Purpose! Whenever I think about doing a new venture I look at the reasons more than anything else. Because it’s those reasons and the sense of purpose that will keep you going and keep you grounded, not the need to make money or a desire to reach a certain level of success. I always advise that whatever people do, it helps to have a solid reason as to why you’re doing it because it’s guaranteed that there will be times where you’re just thinking ‘sod this I’m gone’ but that sense of purpose reminds you why you’re doing what you’re doing and keeps you at it.
What led you to create your own company as opposed to trying to fit in as an employee?

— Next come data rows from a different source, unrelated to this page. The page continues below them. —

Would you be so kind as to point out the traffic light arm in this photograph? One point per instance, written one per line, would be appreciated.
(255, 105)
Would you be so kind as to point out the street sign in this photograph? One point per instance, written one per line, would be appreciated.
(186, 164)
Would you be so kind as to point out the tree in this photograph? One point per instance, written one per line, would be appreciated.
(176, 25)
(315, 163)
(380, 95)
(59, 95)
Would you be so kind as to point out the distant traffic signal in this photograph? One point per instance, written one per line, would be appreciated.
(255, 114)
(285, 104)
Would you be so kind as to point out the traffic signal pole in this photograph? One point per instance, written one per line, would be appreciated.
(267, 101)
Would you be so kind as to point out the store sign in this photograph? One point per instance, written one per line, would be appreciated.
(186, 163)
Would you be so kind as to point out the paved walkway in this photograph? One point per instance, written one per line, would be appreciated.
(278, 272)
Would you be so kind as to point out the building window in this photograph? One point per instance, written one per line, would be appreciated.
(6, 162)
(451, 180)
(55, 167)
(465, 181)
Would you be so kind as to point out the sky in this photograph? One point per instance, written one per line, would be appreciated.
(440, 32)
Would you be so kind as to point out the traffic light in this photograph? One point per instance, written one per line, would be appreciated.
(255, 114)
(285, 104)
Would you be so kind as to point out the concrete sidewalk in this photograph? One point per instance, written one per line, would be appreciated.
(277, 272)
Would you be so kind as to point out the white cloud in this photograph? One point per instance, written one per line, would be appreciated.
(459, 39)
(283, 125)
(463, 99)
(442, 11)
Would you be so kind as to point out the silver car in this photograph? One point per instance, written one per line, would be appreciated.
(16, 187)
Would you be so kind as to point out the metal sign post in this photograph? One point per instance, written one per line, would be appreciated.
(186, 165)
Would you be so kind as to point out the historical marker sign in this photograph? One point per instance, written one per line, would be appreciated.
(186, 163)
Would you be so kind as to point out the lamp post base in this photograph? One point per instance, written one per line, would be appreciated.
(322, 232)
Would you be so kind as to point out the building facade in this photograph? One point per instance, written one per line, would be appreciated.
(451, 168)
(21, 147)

From a young age I knew I wanted to work for myself. I had an innate desire to build something for myself. I’ve always had a tendency not to conform to the norms of life, I’ve always wanted to think bigger and do bigger and to make real change. I think that’s something that you can either be destined to or grow into.
What advice would you give to kids who have amazing ideas but who don’t come from a background in which there is easy access to money?
I can only draw on my experience. The main thing is to be an explorer in terms of seeing what’s out there. Step outside of your comfort zone. One thing I did early on in my early twenties was to say to myself that I had to meet three new people every day. The reason behind that was I knew that connecting with that person could connect me to an opportunity.
Young people now don’t really have an excuse as there are so many resources out there. It’s just about being resourceful, looking online. If you’ve got an idea, research what support or funding you can get, the events you can attend, which clubs you can join. There a gazillion tons of information to get them going, it’s about just getting that initial momentum going.